Jan. 20, 2021

Who’s Occupying The White House Hasn’t Changed Our Position

Until AMERICA makes right what is abhorrently wrong in it's treatment of Black Americans. I cannot get the least bit excited about a Presidential and Vice-Presidential Inauguration. We’ve passed this road before and our hopes and aspirations of a remedy have been dashed over and over again. Hell, we inaugurated a black president and still fell behind against whites in America. Now it looks as if we will soon fall behind illegal immigrants. The facts speak for themselves. We need not continue to avoid the truth. Take a look at The Contract With Black America because that is a start, just a start to initiating racial repair.

Jan. 20, 2021

The Black Blogger & MLK Remember Dante Barksdale Hopes For Safe Streets In Baltimore

B'more, Chi-Town, Philly, Oaktown, H-Town, Big D, The Apple, The Queen Cities, Twin Cities, Richmond, Atlanta all these enclaves where potential black male talent is stuck down in the dawn of their existence by brothers of the same cloth​ and color. We need to implement the love of each other now more than ever. Yes, Dante Barksdale grew up in blighted urbanization that stifled his potential. The deprivation around him made him think that only street crime and violence was his only option. Yet, as he grew and looked around, Dante Barksdale saw the utter hopelessness of that choice. He sought to change the optics. He sought safe streets to build hope. Yet the hope Dante sought was bloodied by the hatred always seemingly around the next street corner, alleyway, or vestibule. Dante Barksdale caught a bullet and the streets are not much safer in Baltimore.

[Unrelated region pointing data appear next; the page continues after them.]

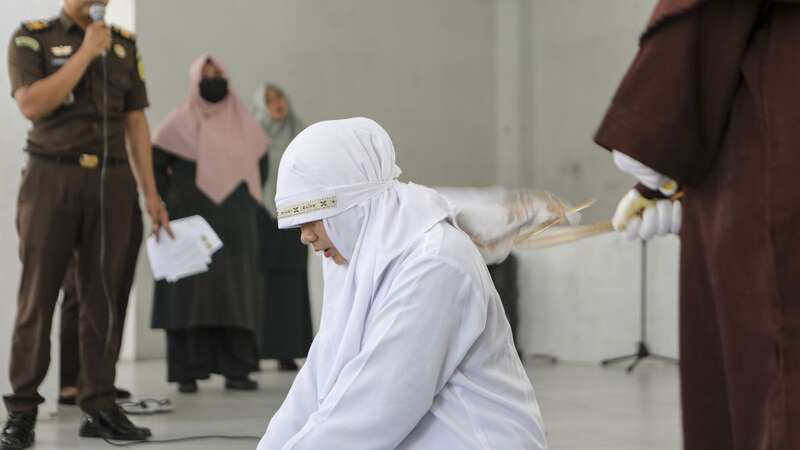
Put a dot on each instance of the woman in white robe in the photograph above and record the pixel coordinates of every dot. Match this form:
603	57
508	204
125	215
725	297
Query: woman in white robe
414	350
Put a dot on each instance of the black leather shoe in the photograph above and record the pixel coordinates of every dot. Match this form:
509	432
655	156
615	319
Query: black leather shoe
187	387
18	432
112	424
243	384
68	400
122	394
287	365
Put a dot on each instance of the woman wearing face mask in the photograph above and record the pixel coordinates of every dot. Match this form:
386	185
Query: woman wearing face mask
208	157
286	331
414	350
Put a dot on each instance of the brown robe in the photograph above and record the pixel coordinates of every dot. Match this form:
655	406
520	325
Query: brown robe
713	100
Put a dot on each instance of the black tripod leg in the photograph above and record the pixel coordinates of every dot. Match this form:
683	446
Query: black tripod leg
666	359
610	361
634	364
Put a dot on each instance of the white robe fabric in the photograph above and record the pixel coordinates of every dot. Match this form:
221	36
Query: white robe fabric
414	350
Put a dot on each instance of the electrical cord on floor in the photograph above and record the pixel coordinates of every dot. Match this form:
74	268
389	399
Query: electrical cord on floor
183	439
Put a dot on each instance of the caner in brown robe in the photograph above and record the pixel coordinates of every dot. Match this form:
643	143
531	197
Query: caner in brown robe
712	100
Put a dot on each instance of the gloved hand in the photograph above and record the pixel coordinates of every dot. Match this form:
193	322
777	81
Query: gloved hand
641	218
645	217
647	176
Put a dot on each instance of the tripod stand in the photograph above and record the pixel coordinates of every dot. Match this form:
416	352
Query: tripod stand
643	349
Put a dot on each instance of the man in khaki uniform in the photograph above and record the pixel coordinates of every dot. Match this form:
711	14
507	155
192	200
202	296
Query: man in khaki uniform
58	82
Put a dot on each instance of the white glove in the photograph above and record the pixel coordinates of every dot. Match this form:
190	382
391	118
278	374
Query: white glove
646	175
638	217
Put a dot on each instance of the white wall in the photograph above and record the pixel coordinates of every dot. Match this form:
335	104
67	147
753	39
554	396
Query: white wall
580	301
579	50
13	129
424	69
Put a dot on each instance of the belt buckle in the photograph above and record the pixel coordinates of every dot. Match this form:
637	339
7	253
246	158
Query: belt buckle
89	161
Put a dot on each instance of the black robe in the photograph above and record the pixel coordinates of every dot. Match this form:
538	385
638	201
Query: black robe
230	294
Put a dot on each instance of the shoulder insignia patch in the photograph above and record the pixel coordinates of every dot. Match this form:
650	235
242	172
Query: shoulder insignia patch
37	25
27	41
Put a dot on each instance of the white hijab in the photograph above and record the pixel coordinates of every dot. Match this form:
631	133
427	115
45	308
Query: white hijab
344	173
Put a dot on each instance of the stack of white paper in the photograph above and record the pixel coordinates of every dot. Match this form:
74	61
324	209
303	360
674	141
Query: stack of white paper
186	255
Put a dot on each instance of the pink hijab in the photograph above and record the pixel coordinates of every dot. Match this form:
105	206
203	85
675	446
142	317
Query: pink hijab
223	138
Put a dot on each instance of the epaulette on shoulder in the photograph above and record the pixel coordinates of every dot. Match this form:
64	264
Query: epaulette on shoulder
35	26
123	33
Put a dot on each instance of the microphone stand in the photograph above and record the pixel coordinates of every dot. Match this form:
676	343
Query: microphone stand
643	349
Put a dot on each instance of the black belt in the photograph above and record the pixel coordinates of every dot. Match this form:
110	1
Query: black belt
85	160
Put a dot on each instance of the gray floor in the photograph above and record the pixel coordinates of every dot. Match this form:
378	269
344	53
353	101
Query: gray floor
584	407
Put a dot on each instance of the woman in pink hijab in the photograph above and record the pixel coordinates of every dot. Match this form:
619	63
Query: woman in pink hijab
208	158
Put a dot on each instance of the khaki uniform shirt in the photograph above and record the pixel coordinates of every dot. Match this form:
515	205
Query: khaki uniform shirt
39	49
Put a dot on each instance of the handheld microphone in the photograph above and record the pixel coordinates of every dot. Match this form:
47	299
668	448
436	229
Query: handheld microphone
97	12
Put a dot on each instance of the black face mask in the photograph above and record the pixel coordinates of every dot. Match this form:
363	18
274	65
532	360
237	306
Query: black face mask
213	89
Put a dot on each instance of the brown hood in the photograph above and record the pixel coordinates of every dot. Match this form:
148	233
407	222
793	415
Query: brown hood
667	10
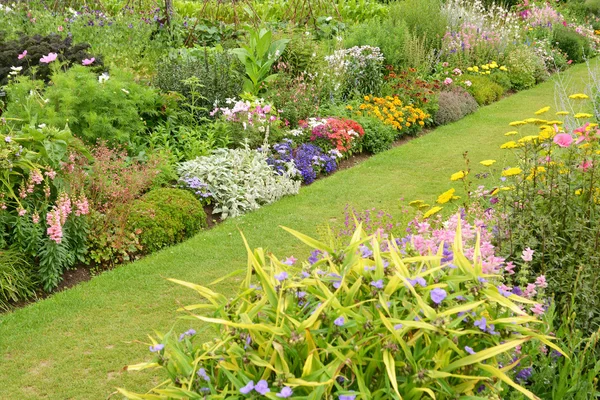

Just as King professed in this sermon on the love of your enemies. I may have questioned King’s love of the white bigots who's sole purpose is our race’s destruction. But the love of your black brothers is and should be a given.
No way would Dr. King had ever envisioned the scores of black bodies mounting and raising in our city morgues because of our black communities' hatred of each other. This sermon is just as relevant today as it was on that fall day November 17, 1957. We need to learn to love our enemie. Understand that our perceived enemies need never be anything more than our black brothers. We must look within ourselves for that redemption feeling and brotherly love. We are indeed and should be our black brother's keepers not our black brother’s killers.

Jan. 19, 2021

Interview With Malcolm X January 18, 1965 Read Aloud

On January​ 18, 1965,​ a little more than a month before his murder at the Audubon Ballroom. Malcolm X gave an interview to the Young Socialist Alliance. In memory, 56 years after his death I will read the contents of that interview today on my blog, I hope you listen to my reading because what Brother Malcolm said in 1965 is still relevant today. We are still seeking outside of ourselves. The answers we seek are within our grasp. We simply have to understand the power that is God Given and can only be God Taken, we as a black community must understand that power and unite our forces for the struggle is real.

Jan. 18, 2021

Provoked Thought On MLK Day In America

You can have both potential and experience but if you're black in America they will still shut your shit down. Black Folks seemingly need a high quality skin whitener or a melanin remover in America. Because, America indeed stacks the deck so strategically that a few of us black folks are allowed slip through the lid of the cracked barrel. However, the remaining crabs in the barrel although the same species constantly fight each other to get out but to no avail. You see we don't own the rules of the game nor are we given the directions to proceed. If any any event the rules are discovered by the human crabs, viola, America changes the rules and the barrel stays tightly shut again.

Jan. 18, 2021

MLK’s AWAKENING NOT HIS DREAM KILLED HIM

If you truly understand the history of MLK you wouldn't reference his August 28, 1963 as his greatest achievement. You see even Dr. King realized that dream he spoke of on 8/28/1963 had become a nightmare created by American policies both foreign and domestic. Dr. King’s highest moments were fighting the final fights during the last days of his life for sanitation workers in Memphis, Tennessee, and planning to converge in Washington DC with tens of thousands of the poorest of black Americans and demand that the financial check be paid for services rendered to the development of this nation by our ancestors and descendants. That is the MLK I will remember and I will not allow either the history books or the media outlets to homogenize the revolutionary voice of that man. Nor, should we allow our black communities to fall into the trap of minimizing that MLK’s final dream was black economic, environmental, and educational reparations. If we want to honor MLK on this or any other of his holiday celebrations it should center on keeping his final and greatest dream alive. Otherwise, you accept the false narrative that his dream in 1963 was the highlight of his revolutionary voice for absolute change. Knowing full well that his murder in Memphis on April 4, 1968 had nothing to do with that dream. His murder was all about MLK’s awakening to America’s awful truth.